46      In that regard, the Court has already ruled that the validity of a direct designation was not affected by the fact that, under national law, the entity designated as controller does not exercise any control over the personal data that it is required to process (see, to that effect, judgment of 11 January 2024, État belge (Data processed by an official journal), C‑231/22, EU:C:2024:7, paragraphs 37 and 38).

47      Such an interpretation is in accordance with the objective of legal certainty pursued by the GDPR. As the European Commission pointed out in its written observations, that objective would be compromised if, in order to be able to consider that that designation was validly made by the national legislature, data subjects had to verify that the entity designated as controller of their personal data has the power to determine itself the purposes and means of such processing.

48      It is also important to add that the fact that it is not necessary for an entity designated by national law as controller to be empowered also to decide itself the purposes and means of the processing of personal data in order to be required to respond, as controller, to requests submitted to it by data subjects on the basis of the rights which they derive from the GDPR does not however deprive those data subjects of the possibility of sending those requests to another entity which they consider to be responsible or jointly responsible for the processing of their personal data due to the influence that that other entity exercised over the determination of the purposes and means of the processing in question.

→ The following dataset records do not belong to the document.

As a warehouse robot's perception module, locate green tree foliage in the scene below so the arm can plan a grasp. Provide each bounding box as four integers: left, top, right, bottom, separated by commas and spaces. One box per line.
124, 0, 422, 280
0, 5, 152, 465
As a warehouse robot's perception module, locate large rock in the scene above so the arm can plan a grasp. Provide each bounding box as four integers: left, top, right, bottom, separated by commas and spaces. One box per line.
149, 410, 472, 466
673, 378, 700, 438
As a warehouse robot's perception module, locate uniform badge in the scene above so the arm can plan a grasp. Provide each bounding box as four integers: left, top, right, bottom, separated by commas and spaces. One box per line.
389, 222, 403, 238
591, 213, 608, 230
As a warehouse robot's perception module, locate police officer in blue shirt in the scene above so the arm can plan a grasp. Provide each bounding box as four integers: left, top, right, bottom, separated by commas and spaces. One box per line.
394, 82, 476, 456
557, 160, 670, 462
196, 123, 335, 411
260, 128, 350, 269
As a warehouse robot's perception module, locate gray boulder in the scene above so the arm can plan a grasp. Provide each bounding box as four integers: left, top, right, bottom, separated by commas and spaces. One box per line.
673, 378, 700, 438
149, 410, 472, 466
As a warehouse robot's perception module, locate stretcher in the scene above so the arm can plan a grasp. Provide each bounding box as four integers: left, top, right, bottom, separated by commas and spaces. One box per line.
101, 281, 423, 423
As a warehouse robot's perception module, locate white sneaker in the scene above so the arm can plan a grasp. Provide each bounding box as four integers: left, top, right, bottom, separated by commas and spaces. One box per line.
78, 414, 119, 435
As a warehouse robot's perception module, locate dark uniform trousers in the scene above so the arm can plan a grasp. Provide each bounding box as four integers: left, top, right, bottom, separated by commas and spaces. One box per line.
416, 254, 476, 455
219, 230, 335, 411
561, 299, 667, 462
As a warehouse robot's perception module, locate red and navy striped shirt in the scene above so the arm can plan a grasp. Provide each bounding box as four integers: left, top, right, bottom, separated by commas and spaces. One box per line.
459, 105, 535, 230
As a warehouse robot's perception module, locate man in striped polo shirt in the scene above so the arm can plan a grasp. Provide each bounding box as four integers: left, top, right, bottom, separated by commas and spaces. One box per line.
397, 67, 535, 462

49      In the light of the foregoing, the answer to the question referred is that Article 4(7) of the GDPR must be interpreted as not precluding national legislation which designates, as controller, an auxiliary administrative entity lacking legal personality and legal capacity of its own, without specifying, in a precise manner, the specific processing operations of personal data for which that entity is responsible or the purpose of those operations in so far as, first, such an entity is able to fulfil, in accordance with that national legislation, the obligations on a controller towards data subjects with respect to the protection of personal data and, second, that national legislation determines, explicitly or at least implicitly, the scope of the processing of personal data for which that entity is responsible.

 Costs

50      Since these proceedings are, for the parties to the main proceedings, a step in the action pending before the referring court, the decision on costs is a matter for that court. Costs incurred in submitting observations to the Court, other than the costs of those parties, are not recoverable.

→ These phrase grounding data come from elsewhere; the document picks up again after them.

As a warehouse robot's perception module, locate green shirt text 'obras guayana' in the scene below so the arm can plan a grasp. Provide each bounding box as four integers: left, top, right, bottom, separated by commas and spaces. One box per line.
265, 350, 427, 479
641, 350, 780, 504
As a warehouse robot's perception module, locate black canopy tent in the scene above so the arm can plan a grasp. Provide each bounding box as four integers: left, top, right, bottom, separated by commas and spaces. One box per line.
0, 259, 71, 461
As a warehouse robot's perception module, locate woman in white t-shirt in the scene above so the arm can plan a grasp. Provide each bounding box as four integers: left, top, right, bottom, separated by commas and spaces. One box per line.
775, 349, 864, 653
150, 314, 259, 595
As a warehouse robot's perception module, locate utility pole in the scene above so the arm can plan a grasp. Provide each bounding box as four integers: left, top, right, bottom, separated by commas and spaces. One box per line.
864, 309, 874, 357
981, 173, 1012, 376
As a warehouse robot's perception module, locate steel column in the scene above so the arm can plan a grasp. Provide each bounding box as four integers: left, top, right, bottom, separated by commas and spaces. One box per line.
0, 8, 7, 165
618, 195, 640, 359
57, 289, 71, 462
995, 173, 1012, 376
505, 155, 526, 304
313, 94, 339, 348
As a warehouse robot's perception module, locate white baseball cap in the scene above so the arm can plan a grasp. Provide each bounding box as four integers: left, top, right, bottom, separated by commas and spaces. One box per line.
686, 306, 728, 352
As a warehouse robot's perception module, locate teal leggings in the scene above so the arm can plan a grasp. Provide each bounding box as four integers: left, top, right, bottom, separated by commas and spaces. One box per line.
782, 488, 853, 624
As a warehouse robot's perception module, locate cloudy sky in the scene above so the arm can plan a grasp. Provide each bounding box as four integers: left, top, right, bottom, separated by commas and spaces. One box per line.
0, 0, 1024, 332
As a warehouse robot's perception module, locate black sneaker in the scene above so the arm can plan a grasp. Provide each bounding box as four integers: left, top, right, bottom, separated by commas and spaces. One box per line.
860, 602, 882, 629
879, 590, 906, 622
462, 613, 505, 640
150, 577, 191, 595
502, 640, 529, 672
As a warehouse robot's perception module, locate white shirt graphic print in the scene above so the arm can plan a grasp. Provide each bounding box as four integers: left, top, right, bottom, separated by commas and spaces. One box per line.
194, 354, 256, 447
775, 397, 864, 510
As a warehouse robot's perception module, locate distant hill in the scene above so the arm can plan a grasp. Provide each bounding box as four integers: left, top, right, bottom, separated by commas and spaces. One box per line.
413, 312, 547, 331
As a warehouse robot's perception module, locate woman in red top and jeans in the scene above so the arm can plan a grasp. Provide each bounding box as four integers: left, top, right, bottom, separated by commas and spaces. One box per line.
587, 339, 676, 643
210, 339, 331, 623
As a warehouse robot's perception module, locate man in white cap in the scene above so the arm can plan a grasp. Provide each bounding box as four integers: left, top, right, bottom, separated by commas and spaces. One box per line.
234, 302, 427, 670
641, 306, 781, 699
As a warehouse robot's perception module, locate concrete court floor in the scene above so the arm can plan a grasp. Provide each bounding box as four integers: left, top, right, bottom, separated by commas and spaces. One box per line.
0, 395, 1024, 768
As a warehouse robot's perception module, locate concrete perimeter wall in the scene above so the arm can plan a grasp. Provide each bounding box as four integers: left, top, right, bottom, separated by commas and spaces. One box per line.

On those grounds, the Court (Eighth Chamber) hereby rules:

Article 4(7) of Regulation (EU) 2016/679 of the European Parliament and of the Council of 27 April 2016 on the protection of natural persons with regard to the processing of personal data and on the free movement of such data, and repealing Directive 95/46/EC (General Data Protection Regulation)

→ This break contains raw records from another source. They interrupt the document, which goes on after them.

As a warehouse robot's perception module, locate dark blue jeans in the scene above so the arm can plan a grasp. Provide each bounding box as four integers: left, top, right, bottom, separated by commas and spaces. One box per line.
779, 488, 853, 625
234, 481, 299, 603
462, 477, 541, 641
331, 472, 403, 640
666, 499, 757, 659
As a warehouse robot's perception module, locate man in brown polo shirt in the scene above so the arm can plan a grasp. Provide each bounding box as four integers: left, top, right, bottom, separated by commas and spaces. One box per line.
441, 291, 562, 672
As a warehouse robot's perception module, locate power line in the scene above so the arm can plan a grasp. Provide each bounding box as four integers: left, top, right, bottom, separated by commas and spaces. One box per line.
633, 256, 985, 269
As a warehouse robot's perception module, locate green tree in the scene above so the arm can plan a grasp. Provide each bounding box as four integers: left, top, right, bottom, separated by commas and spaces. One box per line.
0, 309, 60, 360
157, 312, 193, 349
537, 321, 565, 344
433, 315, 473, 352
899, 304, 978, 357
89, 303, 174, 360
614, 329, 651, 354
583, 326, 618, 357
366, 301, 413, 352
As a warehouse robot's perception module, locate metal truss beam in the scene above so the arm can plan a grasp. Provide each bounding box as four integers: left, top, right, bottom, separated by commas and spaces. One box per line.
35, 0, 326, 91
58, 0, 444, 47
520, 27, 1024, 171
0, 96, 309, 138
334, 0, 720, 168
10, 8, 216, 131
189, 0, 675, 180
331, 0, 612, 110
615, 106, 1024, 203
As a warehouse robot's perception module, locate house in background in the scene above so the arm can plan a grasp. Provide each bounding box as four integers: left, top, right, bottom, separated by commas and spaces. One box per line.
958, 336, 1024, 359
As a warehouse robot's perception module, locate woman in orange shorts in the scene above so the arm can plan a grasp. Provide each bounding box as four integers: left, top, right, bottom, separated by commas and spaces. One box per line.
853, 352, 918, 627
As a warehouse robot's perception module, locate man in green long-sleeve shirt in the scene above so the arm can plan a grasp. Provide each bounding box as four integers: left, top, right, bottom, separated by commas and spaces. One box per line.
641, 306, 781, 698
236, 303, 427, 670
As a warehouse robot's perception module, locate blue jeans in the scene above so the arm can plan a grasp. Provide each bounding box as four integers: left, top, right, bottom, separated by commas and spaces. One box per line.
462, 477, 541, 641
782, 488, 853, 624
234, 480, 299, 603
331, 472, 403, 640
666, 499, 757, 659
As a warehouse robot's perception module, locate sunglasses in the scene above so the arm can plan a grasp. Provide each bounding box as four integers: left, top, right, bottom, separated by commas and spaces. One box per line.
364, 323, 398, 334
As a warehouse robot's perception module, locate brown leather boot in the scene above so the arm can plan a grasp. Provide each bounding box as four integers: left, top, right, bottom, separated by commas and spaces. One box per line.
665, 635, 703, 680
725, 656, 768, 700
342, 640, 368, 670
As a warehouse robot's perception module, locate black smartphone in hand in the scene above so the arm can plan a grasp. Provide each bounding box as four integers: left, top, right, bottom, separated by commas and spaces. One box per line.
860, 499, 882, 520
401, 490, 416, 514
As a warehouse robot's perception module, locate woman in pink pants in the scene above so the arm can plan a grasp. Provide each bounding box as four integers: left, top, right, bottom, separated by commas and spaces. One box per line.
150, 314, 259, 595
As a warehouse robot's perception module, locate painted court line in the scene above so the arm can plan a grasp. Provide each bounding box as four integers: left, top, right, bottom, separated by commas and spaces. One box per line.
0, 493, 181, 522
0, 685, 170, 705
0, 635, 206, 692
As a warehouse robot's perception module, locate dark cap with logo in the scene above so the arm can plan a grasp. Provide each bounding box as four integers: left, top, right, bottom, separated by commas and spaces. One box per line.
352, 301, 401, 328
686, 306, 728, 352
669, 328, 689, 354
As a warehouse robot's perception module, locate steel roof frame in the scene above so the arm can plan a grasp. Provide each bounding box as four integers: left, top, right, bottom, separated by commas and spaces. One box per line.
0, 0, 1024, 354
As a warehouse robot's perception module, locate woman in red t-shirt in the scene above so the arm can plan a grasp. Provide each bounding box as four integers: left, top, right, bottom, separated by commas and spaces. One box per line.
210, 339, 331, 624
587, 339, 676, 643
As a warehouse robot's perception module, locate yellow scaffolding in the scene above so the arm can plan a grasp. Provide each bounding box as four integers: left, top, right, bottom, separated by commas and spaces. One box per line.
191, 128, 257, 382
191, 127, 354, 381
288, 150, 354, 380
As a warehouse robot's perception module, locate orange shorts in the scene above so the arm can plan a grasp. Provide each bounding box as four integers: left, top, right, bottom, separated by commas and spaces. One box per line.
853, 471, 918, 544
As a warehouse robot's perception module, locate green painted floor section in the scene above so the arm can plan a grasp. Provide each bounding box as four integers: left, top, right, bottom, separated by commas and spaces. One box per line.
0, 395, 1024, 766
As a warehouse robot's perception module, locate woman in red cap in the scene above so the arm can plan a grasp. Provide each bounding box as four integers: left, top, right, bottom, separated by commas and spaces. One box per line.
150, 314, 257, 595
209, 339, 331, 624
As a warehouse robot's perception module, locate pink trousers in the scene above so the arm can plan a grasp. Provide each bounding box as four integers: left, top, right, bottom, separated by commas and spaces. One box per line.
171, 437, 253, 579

must be interpreted as not precluding national legislation which designates, as controller, an auxiliary administrative entity lacking legal personality and legal capacity of its own, without specifying, in a precise manner, the specific processing operations of personal data for which that entity is responsible or the purpose of those operations in so far as, first, such an entity is able to fulfil, in accordance with that national legislation, the obligations on a controller towards data subjects with respect to the protection of personal data and, second, that national legislation determines, explicitly or at least implicitly, the scope of the processing of personal data for which that entity is responsible.

[Signatures]


*      Language of the case: German.